Relating Multiplication to Division

Relating Multiplication to Division

In this unit, students make sense of division and learn to multiply and divide whole numbers within 100. They also use the four operations to represent and solve two-step word problems. Students work toward these end-of-year goals:

  • fluently multiply and divide within 100
  • know from memory all products of two one-digit numbers

Section A: What is Division?

In this section, students think about division in terms of equal-size groups, just as they have done with multiplication. For instance, the expression \(30 \div 5\) can represent putting 30 objects into 5 equal groups, or putting 30 objects into groups of 5. Students see that, in general, dividing can mean answering the question "how much is in one group?" or "how many equal groups can be made?"

30 objects put into 5 equal groups

Groups of dots.

30 objects put into groups of 5

equal sized groups. 30 objects in groups of 5

Section B: Relating Multiplication and Division

In this section, students make connections between the result of division and the missing factor in a multiplication equation.

For example, the value of \(30 \div 6\) is the missing factor in \(\underline{\hspace{1 cm}} \times 6 = 30\). This understanding helps students recognize division facts based on the multiplication facts they know.

Students also learn to use properties of operations to multiply. For example, if they know \(3 \times 7\), they also know \(7 \times 3\).
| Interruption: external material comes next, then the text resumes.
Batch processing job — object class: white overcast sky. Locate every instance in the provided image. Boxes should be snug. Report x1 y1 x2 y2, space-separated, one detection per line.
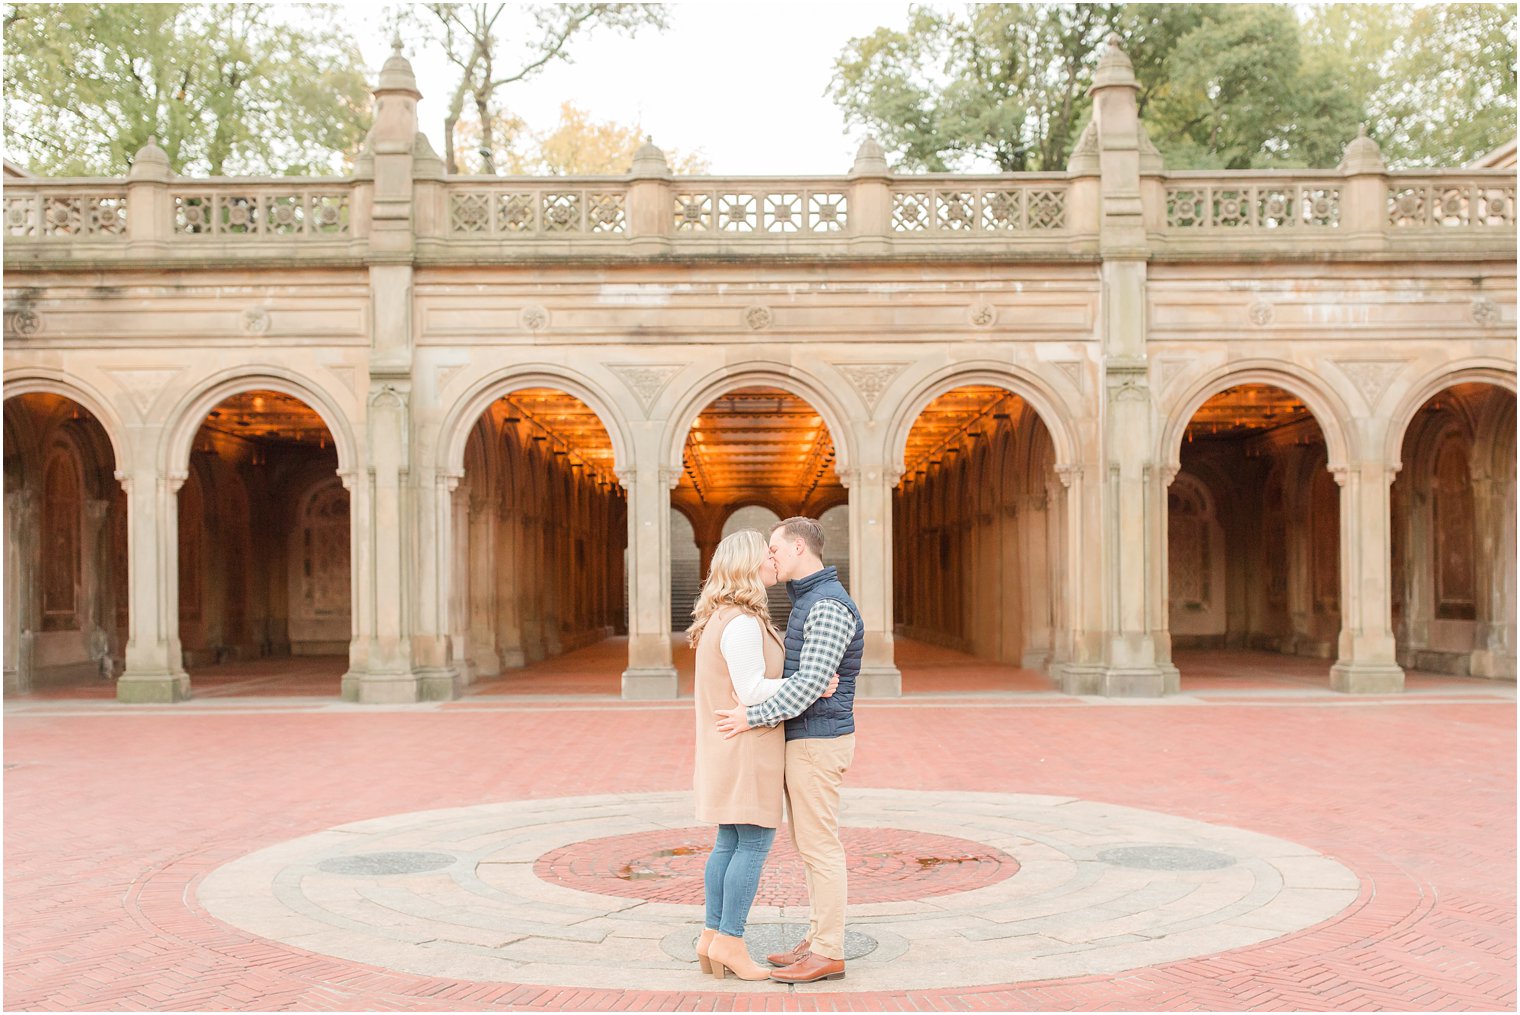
351 2 926 175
They can also decompose (or break apart) the 7 in \(7 \times 3\) into 5 and 2, and then find \((5 \times 3) + (2 \times 3)\). An area diagram can show this strategy for multiplying.

Area diagram.

Section C: Multiplying Larger Numbers

In this section, students use different strategies to multiply larger numbers. First, they multiply a single-digit number by a multiple of 10, relying on what they know about place value. For instance, \(2 \times 40\) means 2 groups of 4 tens, or \(2 \times 4 \times 10\). Then, they multiply a single-digit number by other two-digit numbers.
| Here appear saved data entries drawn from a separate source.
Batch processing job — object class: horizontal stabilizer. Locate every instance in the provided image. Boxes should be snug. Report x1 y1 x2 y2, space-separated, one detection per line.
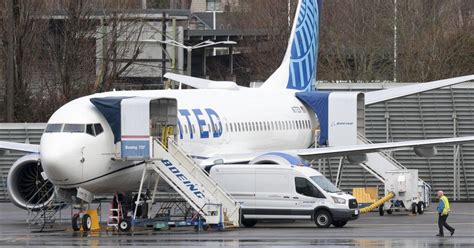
365 75 474 106
164 73 240 90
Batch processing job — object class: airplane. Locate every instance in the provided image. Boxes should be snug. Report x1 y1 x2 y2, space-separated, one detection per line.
1 0 473 218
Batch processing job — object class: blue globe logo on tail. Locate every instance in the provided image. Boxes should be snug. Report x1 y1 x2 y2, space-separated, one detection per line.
287 0 321 91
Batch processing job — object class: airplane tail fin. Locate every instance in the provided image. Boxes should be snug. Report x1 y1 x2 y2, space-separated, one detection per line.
261 0 322 92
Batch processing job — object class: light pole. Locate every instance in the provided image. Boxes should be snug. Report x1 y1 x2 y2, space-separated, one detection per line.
144 39 237 76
Students see that it is helpful to break apart the two-digit numbers by place value, into tens and ones. For example, \(3 \times 15\) can be calculated by finding \(3 \times 10\) and \(3 \times 5\). They use base-ten blocks or diagrams and area diagrams (with and without a grid) to help them find such products.

base-ten blocks or diagrams

Base ten blocks or diagrams.

gridded area diagram

Area diagram.

ungridded area diagram

Ungridded area diagram.

Section D: Dividing Larger Numbers

In this section, students divide larger numbers. They continue to use the relationship between multiplication and division and their understanding of place value to find quotients. For example, to find the value of \(78 \div 3\), they may think about putting 78 in 3 equal groups and use multiplication to find what is in each group.

\(3 \times 10 = 30\)
\(3 \times 10 = 30\)
\(3 \times 6 = 18\)
\(10 + 10 + 6 = 26\)

\(3 \times 20 = 60\)
\(3 \times 6 = 18\)
\(20 + 6 = 26\)

Try it at home!

Near the end of the unit, ask your student to find answers to the following problems:

  • \(6 \times 16\)
  • \(98 \div 7\)

Questions that may be helpful as they work:

  • How did you break up the problem to make it easier for you to solve?
  • Can you rewrite the division problem as a multiplication problem?